If crossing the gender line in a Holmes/Watson story is not enough for you, both characters are also women of color. Additionally, Watson is gay and Holmes might be, although that is more alluded to than definitely established in this first book. The book is set in a near-future America which in the post-Trump years saw a right-wing rebellion against the government with a rebel republic established in parts of Oklahoma, Kansas, and surrounding areas. This has put all of the gains by people of color, LGBTQ+ persons, and really all civil rights in general into a precarious situation. Some people blame the improvements of civil rights for the division of the country. Others blame the backlash on right-wing extremism that refuses to adapt to reality. Either way, people are struggling to keep the rights they have earned and others are questioning whether those rights are worth a divided nation.
Nods are made to familiar Holmesian tropes. The opponent is named Adler. Holmes has an informal network of allies and informants that keep her apprised of events that don’t make the headlines.
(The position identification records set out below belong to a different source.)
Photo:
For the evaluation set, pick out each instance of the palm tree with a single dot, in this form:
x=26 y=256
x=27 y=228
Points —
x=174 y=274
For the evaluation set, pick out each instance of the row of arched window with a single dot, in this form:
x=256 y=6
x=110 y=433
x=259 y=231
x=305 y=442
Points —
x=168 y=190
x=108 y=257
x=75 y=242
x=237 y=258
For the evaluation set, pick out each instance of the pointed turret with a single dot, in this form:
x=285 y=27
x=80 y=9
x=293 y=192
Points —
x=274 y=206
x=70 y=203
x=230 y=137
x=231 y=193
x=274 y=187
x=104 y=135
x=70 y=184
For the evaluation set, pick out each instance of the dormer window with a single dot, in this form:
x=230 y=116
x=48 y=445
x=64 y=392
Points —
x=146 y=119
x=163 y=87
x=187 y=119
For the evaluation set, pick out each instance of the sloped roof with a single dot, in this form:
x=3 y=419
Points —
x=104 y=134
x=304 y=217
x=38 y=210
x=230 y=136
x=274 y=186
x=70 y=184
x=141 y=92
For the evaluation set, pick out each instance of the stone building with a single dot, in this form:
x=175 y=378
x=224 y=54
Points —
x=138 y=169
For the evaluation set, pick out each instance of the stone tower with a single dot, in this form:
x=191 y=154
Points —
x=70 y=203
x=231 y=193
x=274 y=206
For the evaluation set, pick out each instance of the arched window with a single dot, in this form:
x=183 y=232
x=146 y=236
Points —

I suspect those more familiar with Doyle’s canon will see many more of these nods than I did.
None of that would excuse a poor story, though. There is no worries on that count with A Study in Honor. O’Dell delivers. The plot moves quickly, the characters are deep and clever, and the situations they face feel real despite being set in a fictional future and being based on literary classics.
O’Dell offers something special to many different readers. Holmes fans will appreciate the careful and loving updating of the story and characters. Science fiction fans will appreciate the complex world-building and dystopian future presented. And fans of intersectional representation will appreciate the narration of a black, queer, female Watson. What makes this book special, though, is that it is not written to check boxes on a PC matrix. It is written to tell a great story from a new point of view, and it does that in a great way.